Che accoglienza! Come se avessero appena visto un moscerino fastidioso che non possono uccidere.
L’insegnante infila il foglio nel registro e poi mi indica la classe: - Ti troverai molto bene, qui da noi. Scegliti un posto. Sarà tuo fino alla fine dell’anno.
Guardo la classe. Mi avvicino ad un banco posto vicino ad una finestra senza tende, passando fra i ragazzi che mi lanciano occhiate veloci prima di ritornare con gli occhi sul foglio. Non appena mi siedo, noto che qualcuno continua a fissarmi. È un ragazzo … con gli occhiali da sole? Strano. Lo fisso per qualche secondo, poi lui si gira.
-Allora- dice il professore – io sono Beto e sono il professore di musica. Ho dato un compito ai ragazzi e mi aspetto che lo faccia anche tu.
-Di che si tratta?- chiedo, iniziando a tirare fuori i quaderni dove mi ero appuntata le etichette con i nomi delle materie.
-Scrivi cos’hai fatto quest’estate- mi spiega Beto.
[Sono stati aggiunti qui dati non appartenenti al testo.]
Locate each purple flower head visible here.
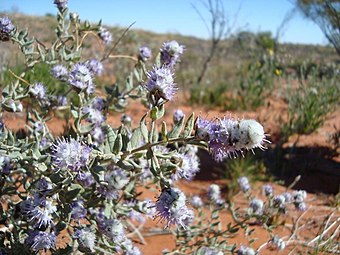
[138,46,152,62]
[104,167,130,190]
[82,106,105,126]
[270,236,286,250]
[0,156,11,174]
[25,230,57,251]
[30,83,47,102]
[91,126,105,145]
[51,64,69,81]
[120,114,132,125]
[35,177,52,195]
[161,41,184,68]
[146,66,177,100]
[263,184,274,197]
[73,228,96,252]
[54,0,68,9]
[273,195,286,209]
[91,97,105,111]
[69,63,94,94]
[237,176,250,193]
[77,172,96,187]
[173,109,185,124]
[85,58,104,75]
[52,137,92,171]
[208,184,222,204]
[191,195,203,209]
[0,17,15,41]
[20,195,57,228]
[155,188,194,228]
[57,95,68,106]
[293,190,307,203]
[71,200,87,220]
[127,209,145,224]
[98,27,112,44]
[237,245,256,255]
[97,217,125,244]
[137,199,156,217]
[295,202,307,212]
[249,198,264,215]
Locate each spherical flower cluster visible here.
[73,228,96,252]
[237,176,250,193]
[20,195,57,228]
[82,106,105,126]
[51,64,69,81]
[237,245,256,255]
[52,138,92,171]
[208,184,223,204]
[191,195,203,209]
[155,188,194,228]
[0,17,15,41]
[161,41,184,68]
[173,109,185,124]
[90,126,105,145]
[249,198,264,215]
[30,82,47,103]
[54,0,68,9]
[57,96,67,106]
[68,63,94,94]
[25,230,57,251]
[138,46,152,62]
[196,117,269,162]
[263,184,274,197]
[98,27,112,44]
[146,66,177,100]
[71,200,87,220]
[85,58,104,75]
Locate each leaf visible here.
[183,113,195,138]
[162,121,168,141]
[140,113,149,143]
[167,118,184,139]
[112,134,123,154]
[129,127,143,150]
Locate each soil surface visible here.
[4,94,340,255]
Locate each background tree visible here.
[193,0,237,84]
[296,0,340,55]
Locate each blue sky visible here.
[0,0,327,44]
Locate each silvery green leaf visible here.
[162,121,168,141]
[79,123,95,134]
[129,127,143,150]
[106,126,117,151]
[183,113,195,138]
[140,113,149,143]
[66,183,85,200]
[117,160,135,171]
[112,134,123,154]
[36,163,47,172]
[149,122,158,143]
[168,114,184,139]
Tutto qui? Sono in ritardo di due giorni e siamo ancora a questi livelli? Mi aspettavo una verifica per sapere a che livelli mi trovo, o un ripasso veloce delle vecchie cose. Non di certo una piccola descrizione dell’estate, che evidentemente non centra un fico secco con la musica!
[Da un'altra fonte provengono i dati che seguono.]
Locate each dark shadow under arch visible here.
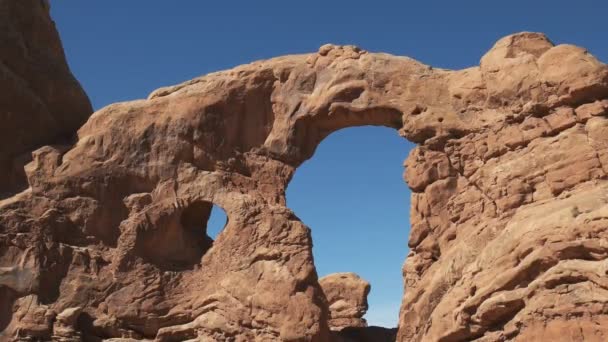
[136,200,228,271]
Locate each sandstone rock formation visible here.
[0,4,608,341]
[0,0,93,199]
[319,273,371,330]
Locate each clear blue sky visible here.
[51,0,608,326]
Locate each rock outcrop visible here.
[0,0,93,199]
[319,273,371,330]
[0,6,608,342]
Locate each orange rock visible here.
[0,6,608,341]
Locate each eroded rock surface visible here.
[319,273,371,330]
[0,6,608,341]
[0,0,93,199]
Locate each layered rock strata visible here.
[0,7,608,341]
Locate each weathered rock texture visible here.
[0,0,93,199]
[0,6,608,341]
[319,273,371,330]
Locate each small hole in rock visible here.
[136,201,228,271]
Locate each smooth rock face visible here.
[319,273,371,330]
[0,0,93,199]
[0,8,608,341]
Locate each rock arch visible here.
[0,24,608,341]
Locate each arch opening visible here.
[136,201,228,271]
[286,126,414,328]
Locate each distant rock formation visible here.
[319,273,371,330]
[0,1,608,342]
[0,0,93,199]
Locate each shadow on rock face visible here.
[136,201,226,271]
[332,327,397,342]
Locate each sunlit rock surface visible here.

Questa scuola è così? Avrei dovuto arrangiarmi fino al prossimo trasloco?
Sbuffo ponderando sulle difficoltà delle altre scuole e inizio il tema. Prendo una penna a caso, non m’importa il colore, e comincio a farla scorrere sui righi della prima pagina.
LEON POV
Chi è questa nuova ragazza, che si presenta con due giorni di ritardo nella nostra classe? Perché continuo a guardarla? Ha l’aria seccata e sembra non le piaccia scrivere come ha passato le vacanze estive. Sono stranamente rimasto attratto dai suoi grandi occhi nocciola. I capelli castani, molto tendenti al biondo e il suo viso perfetto. Non mi piace. Non è il tipo di ragazza che scatena il colpo di fulmine nel petto. Ma non posso fare a meno di ammettere che è tanto carina. Qualcosa mi accinge a parlarle, a presentarmi. Anche lei poco prima mi ha guardato, ma credo si sia fermata alla svelta per via degli occhiali. Se sapesse cos’ho passato l’altra notte voglio vedere se lo rifacesse.
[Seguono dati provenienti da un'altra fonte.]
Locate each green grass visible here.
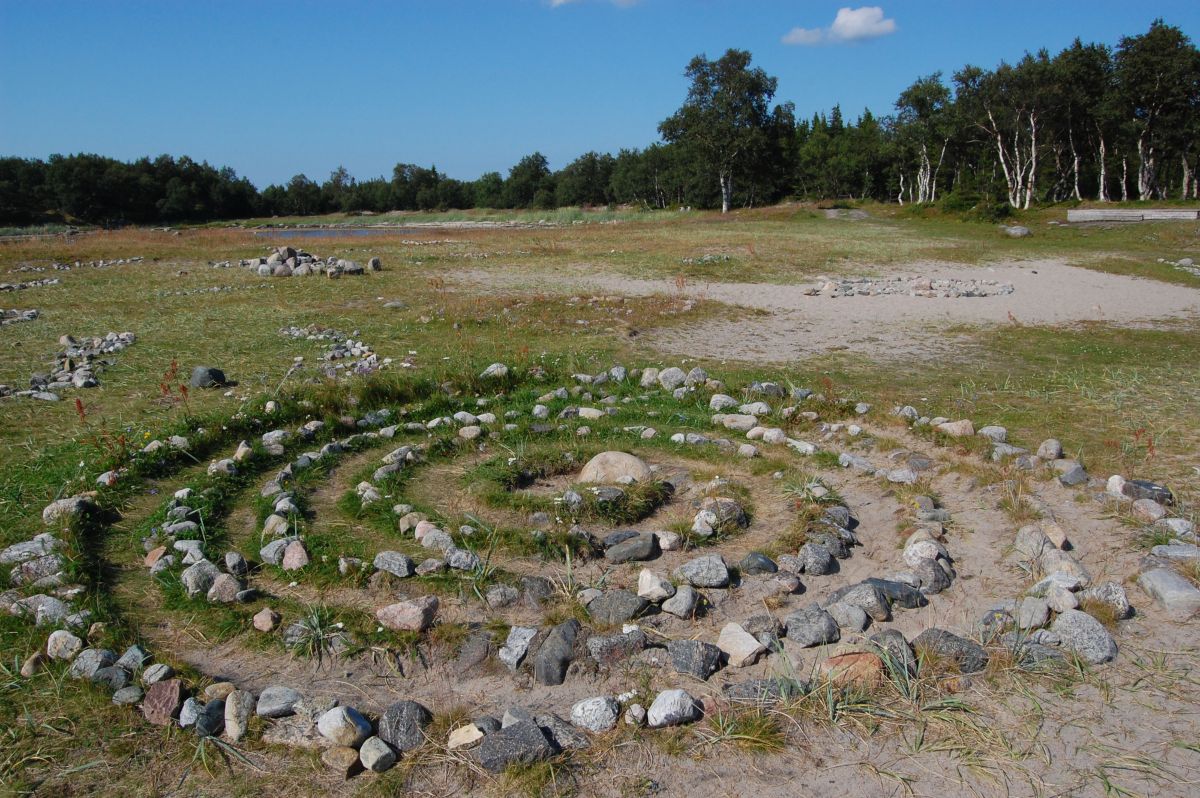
[0,204,1200,794]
In fretta torno con gli occhi sul tema, ma prima guardo l’orologio. Le nove meno un quarto. Calcolando quel poco tempo rimasto, con quello in cui un professore goffo come Beto impiegherà a correggerli tutti … beh, posso rilassarmi un attimo. Lo porto alla cattedra per posarlo. Sono il primo a finire eppure ho fatto tre pagine. Frugo nello zaino e prendo il romanzo di Roldan Starr che sto quasi finendo. Sento la ragazza nuova ringhiare per la noia e improvvisamente mi rendo conto che sia lei, sia la protagonista del libro che stringo fra le mani, hanno lo stesso nome: Violetta.